Silver Medals multiplied by US Dollar value of milk exports in 2016
We love silver medals in New Zealand. An honourable second place and a warm handshake with the winner is what drives New Zealand’s sporting narrative. Our cyclists love silver medals so much, they picked up 9 of them on the Gold Coast, out of 17 medals overall. To be among the company of greatness is truly the highest honour, like when Barack Obama came to New Zealand to play off in a qualifying leg for the Davos 2019 Elite Golf Masters. It didn’t matter to us that our competitor, Sir John Key, was so clearly Obama’s inferior in every way.
And what about the other side of this equation? Milk is protein. Milk is calcium. Milk is a useful component of any gym rat’s bulking phase. Milk, in short, is the golden elixir of athleticism. Why else would New Zealand’s athletes be so keen to endorse it?
And we give that gift to the world, to the tune of US $4.4 billion, as of 2016, which was notably also an Olympic year. And I think you’ll find the rest of the world did pretty well at the last Olympics. World, you’re welcome.
So what do the two have in common? Dairy is the silver medal ingredient to all great meals. Take the humble potato gratin. Perfect when all the components are in place. Potato is the obvious gold medal ingredient here, it’s in the name. But without the dairy to complement and illustrate the achievements of the dish, it would be merely potatoes.

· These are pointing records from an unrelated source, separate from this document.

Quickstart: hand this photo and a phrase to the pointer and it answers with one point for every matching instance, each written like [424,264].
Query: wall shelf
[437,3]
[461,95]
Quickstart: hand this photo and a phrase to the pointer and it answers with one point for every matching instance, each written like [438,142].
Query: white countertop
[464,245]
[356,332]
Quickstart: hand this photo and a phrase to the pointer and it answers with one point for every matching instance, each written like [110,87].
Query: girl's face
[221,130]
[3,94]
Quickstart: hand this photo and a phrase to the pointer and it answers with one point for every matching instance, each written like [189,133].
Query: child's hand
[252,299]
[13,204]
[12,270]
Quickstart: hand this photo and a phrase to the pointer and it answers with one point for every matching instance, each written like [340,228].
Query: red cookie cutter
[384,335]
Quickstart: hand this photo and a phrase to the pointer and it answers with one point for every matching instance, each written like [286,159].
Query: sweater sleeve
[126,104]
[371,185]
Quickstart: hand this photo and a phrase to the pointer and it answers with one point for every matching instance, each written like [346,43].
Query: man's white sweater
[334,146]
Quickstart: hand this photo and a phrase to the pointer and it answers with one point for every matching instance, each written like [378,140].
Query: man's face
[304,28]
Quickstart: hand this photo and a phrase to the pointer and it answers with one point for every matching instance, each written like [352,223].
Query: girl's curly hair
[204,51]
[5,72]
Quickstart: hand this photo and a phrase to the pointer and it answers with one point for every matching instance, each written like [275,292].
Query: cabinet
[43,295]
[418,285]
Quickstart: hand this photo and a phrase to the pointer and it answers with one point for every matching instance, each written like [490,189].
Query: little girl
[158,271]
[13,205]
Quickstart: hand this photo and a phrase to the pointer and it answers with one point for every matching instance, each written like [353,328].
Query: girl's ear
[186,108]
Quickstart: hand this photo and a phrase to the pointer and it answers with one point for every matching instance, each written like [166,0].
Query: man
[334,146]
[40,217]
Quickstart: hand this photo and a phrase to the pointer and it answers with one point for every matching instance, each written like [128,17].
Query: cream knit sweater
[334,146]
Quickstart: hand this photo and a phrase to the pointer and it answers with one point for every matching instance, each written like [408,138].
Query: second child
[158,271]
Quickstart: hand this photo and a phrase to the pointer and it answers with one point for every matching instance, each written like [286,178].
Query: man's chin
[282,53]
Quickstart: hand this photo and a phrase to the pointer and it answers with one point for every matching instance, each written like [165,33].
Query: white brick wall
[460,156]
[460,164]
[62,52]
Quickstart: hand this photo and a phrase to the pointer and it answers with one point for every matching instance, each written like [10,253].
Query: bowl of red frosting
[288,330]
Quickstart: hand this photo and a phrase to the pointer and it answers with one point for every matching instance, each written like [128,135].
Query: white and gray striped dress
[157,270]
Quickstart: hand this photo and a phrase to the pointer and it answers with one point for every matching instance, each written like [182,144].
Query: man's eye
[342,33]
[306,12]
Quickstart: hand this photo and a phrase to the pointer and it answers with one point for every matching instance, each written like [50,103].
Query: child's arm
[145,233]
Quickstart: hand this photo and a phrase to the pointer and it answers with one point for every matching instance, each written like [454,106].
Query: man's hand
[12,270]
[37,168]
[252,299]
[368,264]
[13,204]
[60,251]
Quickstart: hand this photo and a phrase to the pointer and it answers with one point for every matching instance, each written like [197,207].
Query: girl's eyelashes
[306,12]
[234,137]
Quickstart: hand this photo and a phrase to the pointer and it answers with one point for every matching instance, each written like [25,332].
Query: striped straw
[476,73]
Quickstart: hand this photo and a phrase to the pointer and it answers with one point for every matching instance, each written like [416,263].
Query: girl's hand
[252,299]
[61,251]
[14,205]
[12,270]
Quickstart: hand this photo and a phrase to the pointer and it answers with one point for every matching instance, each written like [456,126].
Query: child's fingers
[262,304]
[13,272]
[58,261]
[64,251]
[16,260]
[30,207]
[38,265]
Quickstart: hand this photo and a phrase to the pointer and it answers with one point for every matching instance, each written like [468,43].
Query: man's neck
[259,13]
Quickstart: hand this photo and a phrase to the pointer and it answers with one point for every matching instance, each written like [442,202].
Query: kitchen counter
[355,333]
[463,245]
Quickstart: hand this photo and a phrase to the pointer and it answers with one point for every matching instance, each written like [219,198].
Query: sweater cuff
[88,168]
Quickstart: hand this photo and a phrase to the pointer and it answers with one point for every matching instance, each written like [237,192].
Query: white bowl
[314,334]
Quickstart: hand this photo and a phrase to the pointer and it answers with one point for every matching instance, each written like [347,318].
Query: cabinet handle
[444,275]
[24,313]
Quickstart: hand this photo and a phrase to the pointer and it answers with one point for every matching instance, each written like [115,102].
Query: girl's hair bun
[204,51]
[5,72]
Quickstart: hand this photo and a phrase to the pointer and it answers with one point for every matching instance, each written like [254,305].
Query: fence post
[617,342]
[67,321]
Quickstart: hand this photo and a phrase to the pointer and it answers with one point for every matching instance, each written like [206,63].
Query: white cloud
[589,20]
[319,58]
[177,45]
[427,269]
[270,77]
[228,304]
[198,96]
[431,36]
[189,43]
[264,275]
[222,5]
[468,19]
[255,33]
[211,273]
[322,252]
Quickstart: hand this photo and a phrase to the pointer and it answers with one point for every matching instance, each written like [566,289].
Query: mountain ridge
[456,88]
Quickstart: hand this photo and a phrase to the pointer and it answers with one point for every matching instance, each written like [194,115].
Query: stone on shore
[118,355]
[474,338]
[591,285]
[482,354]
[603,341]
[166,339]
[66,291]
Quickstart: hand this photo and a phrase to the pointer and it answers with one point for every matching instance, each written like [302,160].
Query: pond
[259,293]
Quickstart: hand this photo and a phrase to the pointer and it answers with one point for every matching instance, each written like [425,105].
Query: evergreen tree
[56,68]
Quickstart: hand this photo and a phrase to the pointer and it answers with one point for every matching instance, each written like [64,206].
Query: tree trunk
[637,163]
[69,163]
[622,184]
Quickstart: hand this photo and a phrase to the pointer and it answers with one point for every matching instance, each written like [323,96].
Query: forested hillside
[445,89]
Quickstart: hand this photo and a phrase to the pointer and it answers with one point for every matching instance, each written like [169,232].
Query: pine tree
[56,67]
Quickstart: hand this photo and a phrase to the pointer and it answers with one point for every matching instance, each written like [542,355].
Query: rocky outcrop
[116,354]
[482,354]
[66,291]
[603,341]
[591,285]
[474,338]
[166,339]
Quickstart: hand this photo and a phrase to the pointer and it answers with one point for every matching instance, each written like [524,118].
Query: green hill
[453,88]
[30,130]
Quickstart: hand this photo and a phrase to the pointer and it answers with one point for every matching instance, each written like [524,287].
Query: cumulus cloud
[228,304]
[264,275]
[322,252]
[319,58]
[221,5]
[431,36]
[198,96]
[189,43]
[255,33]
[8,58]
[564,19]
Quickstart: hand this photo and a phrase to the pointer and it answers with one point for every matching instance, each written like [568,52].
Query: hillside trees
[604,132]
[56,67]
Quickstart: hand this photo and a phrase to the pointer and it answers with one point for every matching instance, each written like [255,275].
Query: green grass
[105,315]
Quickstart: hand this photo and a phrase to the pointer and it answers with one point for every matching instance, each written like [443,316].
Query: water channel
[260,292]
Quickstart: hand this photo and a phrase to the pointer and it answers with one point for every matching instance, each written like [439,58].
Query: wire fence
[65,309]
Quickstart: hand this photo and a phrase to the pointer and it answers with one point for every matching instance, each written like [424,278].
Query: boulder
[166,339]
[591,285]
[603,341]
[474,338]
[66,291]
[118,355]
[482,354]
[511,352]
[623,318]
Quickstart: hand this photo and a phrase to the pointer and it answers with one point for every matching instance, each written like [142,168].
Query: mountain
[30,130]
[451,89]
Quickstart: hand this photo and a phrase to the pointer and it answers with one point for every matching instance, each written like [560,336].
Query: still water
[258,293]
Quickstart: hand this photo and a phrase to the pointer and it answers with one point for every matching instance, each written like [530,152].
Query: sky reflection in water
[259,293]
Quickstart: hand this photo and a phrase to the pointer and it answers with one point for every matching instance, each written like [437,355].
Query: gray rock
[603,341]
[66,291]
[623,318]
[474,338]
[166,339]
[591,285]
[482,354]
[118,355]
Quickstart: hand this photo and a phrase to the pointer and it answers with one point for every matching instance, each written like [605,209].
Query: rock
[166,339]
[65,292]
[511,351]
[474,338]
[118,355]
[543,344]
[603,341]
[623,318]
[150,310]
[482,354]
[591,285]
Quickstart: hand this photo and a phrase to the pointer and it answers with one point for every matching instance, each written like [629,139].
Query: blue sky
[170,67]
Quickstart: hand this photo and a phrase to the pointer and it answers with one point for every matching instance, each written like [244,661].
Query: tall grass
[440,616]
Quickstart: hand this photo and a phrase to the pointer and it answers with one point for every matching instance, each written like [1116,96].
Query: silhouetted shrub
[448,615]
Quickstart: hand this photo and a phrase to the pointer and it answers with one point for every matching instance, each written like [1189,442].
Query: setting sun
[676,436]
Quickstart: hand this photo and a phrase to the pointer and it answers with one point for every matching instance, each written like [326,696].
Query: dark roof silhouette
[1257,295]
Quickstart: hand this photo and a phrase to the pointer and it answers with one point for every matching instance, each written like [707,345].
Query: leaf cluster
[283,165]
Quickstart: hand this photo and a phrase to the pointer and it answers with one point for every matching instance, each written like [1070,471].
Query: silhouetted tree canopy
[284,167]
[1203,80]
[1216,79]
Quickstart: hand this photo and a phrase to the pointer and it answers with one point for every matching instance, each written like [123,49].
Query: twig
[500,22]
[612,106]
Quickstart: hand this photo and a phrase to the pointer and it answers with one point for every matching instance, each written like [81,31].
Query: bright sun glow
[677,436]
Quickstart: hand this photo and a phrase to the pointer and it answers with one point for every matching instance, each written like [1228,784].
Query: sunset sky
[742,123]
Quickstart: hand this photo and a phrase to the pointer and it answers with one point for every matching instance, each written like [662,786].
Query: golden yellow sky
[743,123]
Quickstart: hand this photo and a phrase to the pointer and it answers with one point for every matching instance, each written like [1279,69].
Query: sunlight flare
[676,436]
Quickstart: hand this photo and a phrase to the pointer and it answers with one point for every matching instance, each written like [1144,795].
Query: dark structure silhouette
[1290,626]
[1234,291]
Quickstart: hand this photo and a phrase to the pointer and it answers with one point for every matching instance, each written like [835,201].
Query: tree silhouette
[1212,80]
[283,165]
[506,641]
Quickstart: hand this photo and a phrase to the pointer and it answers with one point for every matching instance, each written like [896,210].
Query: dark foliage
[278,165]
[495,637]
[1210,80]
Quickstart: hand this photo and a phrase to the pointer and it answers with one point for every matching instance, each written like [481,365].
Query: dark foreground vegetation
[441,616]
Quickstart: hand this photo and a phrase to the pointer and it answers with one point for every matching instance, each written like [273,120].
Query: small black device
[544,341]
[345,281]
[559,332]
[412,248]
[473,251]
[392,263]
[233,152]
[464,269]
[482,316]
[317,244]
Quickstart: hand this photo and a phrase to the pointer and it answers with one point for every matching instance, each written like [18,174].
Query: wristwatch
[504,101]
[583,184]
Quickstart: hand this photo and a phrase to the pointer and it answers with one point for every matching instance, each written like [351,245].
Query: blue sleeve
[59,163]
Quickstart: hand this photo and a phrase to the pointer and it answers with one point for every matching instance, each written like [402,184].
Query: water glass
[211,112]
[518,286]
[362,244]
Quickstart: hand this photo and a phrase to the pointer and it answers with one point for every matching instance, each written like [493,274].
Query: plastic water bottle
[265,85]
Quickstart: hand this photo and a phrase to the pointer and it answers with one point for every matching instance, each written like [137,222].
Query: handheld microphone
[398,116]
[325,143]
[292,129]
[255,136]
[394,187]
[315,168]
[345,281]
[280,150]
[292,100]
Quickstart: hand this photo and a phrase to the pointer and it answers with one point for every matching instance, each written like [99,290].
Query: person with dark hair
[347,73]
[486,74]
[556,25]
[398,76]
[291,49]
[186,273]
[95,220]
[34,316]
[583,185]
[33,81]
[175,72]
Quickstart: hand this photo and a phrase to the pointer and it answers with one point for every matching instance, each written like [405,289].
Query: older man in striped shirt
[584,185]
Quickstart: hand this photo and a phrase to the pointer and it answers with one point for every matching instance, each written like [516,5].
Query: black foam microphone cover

That’s who we are as a nation, in all fields. Diplomacy. Entertainment. Military. Urban design. Environmental protection. And sport. We are the world’s comparison for scale, so they can see how big they are. Our wholehearted embrace of not being in first place gives ever greater glory to those who need to feed their egos with gold. That selflessness, of giving up our most precious commodity, of never winning when it can be avoided, is what makes us truly the greatest nation in the world.